Regular Expressions

When you're looking through files or trying to change text, your needs are often ambiguous or approximate. Typical searches include:

Finding an indeterminate number of things, such as "one or more zeroes".
Finding text that can have variants, such as "color" and "colour", or "gray" and "grey".
Extracting parts of text that forms a pattern. For instance, suppose you have a list of email addresses such as somebody@fsf.org and whoever@flossmanuals.net, and you want to extract the parts after the @ sign (fsf.org and flossmanuals.net, respectively).

To search for such strings and (if you want) make replacements, a special language called regular expressions is invaluable. This section offers a quick introduction to regular expressions. The language can be intimidating at first--but it is not complicated, only terse. You have to use it a bit so that your brain gets used to picking the regular expressions apart.

The easiest way to learn and practice regular expressions is to use the simple filters provided with the shell, such as grep, Sed, and AWK. The grep command has popped up several times already in this book. In this section we'll use an "extended" version named egrep, because it provides more of the features people use frequently in regular expressions. Sed and AWK were introduced in previous sections; we'll use Sed a lot in this one.

By the end of this section, you'll understand grep, egrep, and Sed pretty well. You will then be able to move on and use regular expressions in other situations where they are even more powerful. Nearly every modern language, including the other scripting languages mentioned in this book (Perl, Python, and Ruby) offer regular expressions. Even databases offer some form of regular expressions.

The details of regular expressions vary from one tool to another, and even from one version of a tool to another version of the same tool. We'll show pretty common features, but they don't all work in every tool.

Plain text

A regular expression doesn't have to be fancy. Up to now, the grep commands we've shown look for plain text:

$ cat color_file
Primary colors blue and red make the color magenta
Primary colors blue and green make the colour cyan
Primary colors red and green make the colour yellow
Black and white make grey
$ grep 'colour' color_file
Primary colors blue and green make the colour cyan
Primary colors red and green make the colour yellow

Because "colour" contains no metacharacters the shell would interpret, we don't need the single quotes, but we're using them to get into the habit. The egrep commands in this section will use lots of metacharacters.

Indeterminate quantities

One simple application of regular expressions is to search for "any number" of something, or a fuzzy amount such as "3 to 5" hyphens. Here are the metacharacters that support this. For the sake of simplicity, we'll show some in isolation and then use them in some tools.

Match zero or more of X	X*
Match one or more of X	X+
Match zero or one of X	X?
Match from 3 to 5 of X	X{3,5}

These look a lot like shell (globbing) metacharacters, but there are subtle differences.
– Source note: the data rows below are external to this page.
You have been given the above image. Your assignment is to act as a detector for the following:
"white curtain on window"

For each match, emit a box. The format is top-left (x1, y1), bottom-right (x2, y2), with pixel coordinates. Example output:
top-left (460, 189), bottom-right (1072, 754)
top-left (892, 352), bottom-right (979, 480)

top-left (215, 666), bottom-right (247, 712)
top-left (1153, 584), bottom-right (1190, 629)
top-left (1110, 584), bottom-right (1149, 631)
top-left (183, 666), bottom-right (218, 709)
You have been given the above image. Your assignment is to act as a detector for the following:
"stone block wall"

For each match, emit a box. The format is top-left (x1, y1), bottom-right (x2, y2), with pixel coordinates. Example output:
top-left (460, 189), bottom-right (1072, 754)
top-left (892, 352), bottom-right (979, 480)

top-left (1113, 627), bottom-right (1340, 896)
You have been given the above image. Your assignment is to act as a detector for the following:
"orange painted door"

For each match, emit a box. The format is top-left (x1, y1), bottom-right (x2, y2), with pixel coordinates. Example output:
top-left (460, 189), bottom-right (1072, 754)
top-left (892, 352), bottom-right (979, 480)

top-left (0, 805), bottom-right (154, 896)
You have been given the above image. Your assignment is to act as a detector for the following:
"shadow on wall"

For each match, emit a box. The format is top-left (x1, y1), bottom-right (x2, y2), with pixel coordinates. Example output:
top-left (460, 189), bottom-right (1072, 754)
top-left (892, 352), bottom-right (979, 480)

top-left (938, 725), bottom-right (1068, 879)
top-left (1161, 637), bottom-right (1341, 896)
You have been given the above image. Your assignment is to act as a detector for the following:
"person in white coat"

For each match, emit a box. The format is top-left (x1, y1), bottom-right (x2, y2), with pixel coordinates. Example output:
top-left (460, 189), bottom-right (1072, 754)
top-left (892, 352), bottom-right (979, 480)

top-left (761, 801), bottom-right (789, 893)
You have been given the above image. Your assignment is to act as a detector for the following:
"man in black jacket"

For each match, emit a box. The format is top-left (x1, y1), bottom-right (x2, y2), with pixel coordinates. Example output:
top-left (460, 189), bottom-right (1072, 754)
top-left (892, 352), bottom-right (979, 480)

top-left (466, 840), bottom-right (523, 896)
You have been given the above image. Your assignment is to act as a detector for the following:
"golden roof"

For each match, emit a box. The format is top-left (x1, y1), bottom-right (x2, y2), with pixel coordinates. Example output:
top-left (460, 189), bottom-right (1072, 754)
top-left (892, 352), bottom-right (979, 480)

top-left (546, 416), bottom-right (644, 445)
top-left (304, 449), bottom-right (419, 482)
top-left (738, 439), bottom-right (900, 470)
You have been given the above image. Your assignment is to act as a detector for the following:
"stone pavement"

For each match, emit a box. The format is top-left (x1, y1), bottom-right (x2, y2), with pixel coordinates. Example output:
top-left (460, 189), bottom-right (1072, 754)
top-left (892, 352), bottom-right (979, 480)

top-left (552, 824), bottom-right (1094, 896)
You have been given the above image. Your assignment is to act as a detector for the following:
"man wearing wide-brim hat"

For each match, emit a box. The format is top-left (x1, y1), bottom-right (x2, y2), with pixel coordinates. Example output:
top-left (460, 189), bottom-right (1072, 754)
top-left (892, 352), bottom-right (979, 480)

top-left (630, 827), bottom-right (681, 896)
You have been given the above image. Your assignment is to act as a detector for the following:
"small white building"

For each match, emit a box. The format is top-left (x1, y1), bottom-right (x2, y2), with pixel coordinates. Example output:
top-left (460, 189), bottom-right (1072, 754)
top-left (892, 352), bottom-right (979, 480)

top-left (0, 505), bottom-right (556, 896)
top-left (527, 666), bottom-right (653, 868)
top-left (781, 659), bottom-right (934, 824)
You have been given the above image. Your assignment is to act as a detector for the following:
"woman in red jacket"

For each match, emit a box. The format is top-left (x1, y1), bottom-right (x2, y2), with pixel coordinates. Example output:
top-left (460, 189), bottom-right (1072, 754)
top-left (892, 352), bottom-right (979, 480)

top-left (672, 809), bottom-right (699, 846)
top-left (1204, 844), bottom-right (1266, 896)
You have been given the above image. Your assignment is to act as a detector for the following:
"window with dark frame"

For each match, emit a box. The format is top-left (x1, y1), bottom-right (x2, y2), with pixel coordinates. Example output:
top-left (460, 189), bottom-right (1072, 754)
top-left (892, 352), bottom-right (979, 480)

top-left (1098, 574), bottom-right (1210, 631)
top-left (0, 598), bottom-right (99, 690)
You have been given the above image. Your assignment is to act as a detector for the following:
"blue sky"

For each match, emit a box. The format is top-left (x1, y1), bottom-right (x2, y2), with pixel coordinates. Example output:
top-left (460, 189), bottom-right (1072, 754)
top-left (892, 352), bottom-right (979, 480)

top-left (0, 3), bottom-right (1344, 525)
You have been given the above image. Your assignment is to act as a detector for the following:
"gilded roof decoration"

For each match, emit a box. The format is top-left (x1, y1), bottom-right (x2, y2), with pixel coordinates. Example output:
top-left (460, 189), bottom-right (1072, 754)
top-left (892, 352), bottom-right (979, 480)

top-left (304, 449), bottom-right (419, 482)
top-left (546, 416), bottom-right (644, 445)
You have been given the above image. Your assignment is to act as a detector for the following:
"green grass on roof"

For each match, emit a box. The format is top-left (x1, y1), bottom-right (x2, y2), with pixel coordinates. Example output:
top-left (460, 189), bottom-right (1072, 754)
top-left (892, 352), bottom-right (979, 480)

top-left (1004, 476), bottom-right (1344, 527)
Focus on what they mean in regular expressions and remember that it is really a separate language from the shell metacharacters.

Now we can see how to find both "color" and "colour" in one search. We want either zero or 1 "u", so we specify:

$ egrep 'colou?r' color_file
Primary colors blue and red make the color magenta
Primary colors blue and green make the colour cyan
Primary colors red and green make the colour yellow

The asterisk (*) is one of the most common and useful metacharacters in regular expressions, but also one of the most confusing and misused. Suppose you wanted to remove zeros from a line. You might try to remove "any number of zeros" through an asterisk:

$ echo "There are 40006 items" | sed "s/0*/X/"

But the output is:

XThere are 40006 items

This happened because Sed replaces the first occurrence of the pattern you request. You requested "zero or more" and the first occurrence of that is the beginning of the line!

In this case, you want the plus sign (0+), but many versions of Sed don't support it. You can work around that with:

$ echo "There are 40006 items" | sed "s/00*/X/"
There are 4X6 items

If you put a single digit in the brackets, such as {3}, it means "match this number exactly". If you include the comma without a second digit, such as {3,}, it means "match any number of three or more."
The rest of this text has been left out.